KCK Yürütme Konseyi Eşbaşkanı Cemil Bayık, Yeni Özgür Politika ve Azadiya Welat gazetelerine yazdığı Kürtçe makalede şunları belirtti:  

“AKP iktidarı Türkiye tarihinin en faşist ve en Kürt düşmanı iktidarı haline gelmiştir. İktidarını demokratikleşme ya da başka politik açılımlarla sürdürme yerine, tamamen Kürt’ü yok etmeye bağlamıştır. Kürt düşmanlığı yaparak ve Kürt Özgürlük Hareketini tasfiye etme saldırıları yaparak iktidarını ayakta tutmaya yönelmiştir. AKP, iktidarını Kürt’ü ezmeye dayandırdığından, Kürtler için tam anlamıyla soykırımcı bir iktidar haline gelmiştir.
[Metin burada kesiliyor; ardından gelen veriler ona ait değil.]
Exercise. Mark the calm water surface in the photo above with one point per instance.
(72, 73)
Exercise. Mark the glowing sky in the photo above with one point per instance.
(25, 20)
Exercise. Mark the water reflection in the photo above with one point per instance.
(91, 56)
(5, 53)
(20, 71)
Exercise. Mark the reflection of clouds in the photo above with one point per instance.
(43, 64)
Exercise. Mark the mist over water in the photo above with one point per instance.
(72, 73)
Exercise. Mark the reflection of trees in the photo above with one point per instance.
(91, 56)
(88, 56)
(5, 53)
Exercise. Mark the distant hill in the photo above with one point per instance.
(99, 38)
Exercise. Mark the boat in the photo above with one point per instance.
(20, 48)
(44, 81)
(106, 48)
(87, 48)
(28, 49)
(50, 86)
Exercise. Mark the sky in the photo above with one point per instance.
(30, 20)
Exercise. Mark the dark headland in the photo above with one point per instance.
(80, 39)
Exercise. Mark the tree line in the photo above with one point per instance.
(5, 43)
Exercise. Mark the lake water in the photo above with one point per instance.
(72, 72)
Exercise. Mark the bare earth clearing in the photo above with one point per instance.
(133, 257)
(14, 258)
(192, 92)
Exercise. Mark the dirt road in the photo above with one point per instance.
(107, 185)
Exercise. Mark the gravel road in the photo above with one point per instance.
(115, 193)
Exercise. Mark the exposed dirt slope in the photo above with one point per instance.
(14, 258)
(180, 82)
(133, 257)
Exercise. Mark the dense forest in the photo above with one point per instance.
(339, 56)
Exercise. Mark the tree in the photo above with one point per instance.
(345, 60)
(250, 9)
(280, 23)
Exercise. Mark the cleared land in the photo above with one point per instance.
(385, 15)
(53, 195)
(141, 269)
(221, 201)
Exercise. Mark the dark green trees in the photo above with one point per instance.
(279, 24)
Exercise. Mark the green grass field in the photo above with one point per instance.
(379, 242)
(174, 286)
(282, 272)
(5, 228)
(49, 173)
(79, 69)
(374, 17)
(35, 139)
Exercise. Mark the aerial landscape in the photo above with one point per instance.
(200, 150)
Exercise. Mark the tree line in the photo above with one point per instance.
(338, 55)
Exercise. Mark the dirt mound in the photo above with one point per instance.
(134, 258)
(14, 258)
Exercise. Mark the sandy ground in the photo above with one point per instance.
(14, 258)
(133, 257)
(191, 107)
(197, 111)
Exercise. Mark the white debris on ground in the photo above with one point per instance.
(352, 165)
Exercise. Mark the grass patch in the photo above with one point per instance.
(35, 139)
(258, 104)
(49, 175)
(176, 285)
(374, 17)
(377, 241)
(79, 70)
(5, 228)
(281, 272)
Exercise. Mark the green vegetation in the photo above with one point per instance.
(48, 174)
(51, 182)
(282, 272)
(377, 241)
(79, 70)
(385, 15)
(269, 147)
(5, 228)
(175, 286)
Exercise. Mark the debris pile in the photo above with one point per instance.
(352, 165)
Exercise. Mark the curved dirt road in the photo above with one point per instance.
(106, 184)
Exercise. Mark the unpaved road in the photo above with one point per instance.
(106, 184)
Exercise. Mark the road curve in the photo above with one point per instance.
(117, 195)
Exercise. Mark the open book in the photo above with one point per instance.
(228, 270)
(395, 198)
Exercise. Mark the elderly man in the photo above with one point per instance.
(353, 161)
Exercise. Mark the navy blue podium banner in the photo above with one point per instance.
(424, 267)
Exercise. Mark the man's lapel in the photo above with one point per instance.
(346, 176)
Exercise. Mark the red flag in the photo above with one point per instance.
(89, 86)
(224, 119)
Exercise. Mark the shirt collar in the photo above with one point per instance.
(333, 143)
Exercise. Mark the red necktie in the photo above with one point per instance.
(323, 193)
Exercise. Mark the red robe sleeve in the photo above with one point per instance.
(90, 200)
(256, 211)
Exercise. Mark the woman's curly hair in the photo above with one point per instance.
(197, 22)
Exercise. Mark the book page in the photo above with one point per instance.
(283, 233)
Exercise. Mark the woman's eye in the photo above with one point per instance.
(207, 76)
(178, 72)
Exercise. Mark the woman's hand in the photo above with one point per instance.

Bu karakteriyle Kürtler için son yüzyıldaki en tehlikeli iktidar olarak tarihteki yerini alacaktır. TC tarihinin tümü Kürtleri soykırıma uğratma tarihi olmuştur; ancak bu bir devlet politikası ve zamana yayılmış bir hedef olarak ele alınmıştır. Ancak AKP, iktidarı bırakmayı düşünmeyen bir hükümet olduğundan ve iktidarını sürdürmeyi de Kürt düşmanlığına bağladığından her türlü baskı ve zulüm politikasını pervasızca uygulamaktadır. Bu Kürt düşmanı politikalarıyla MHP ve tüm Kürt düşmanlarının desteğini almaktadır. Böylece hem iktidarını sürdürmekte, hem de Kürt düşmanlığında hiçbir iktidarın uygulamadığı yol ve yönteme başvurmaktadır. Halk sokağımı ve mahallemi ben yöneteceğim dediğinde buna karşı yürüttüğü faşist saldırılar, AKP iktidarının tüm yüzünü açıklıkla gözler önüne sermiştir.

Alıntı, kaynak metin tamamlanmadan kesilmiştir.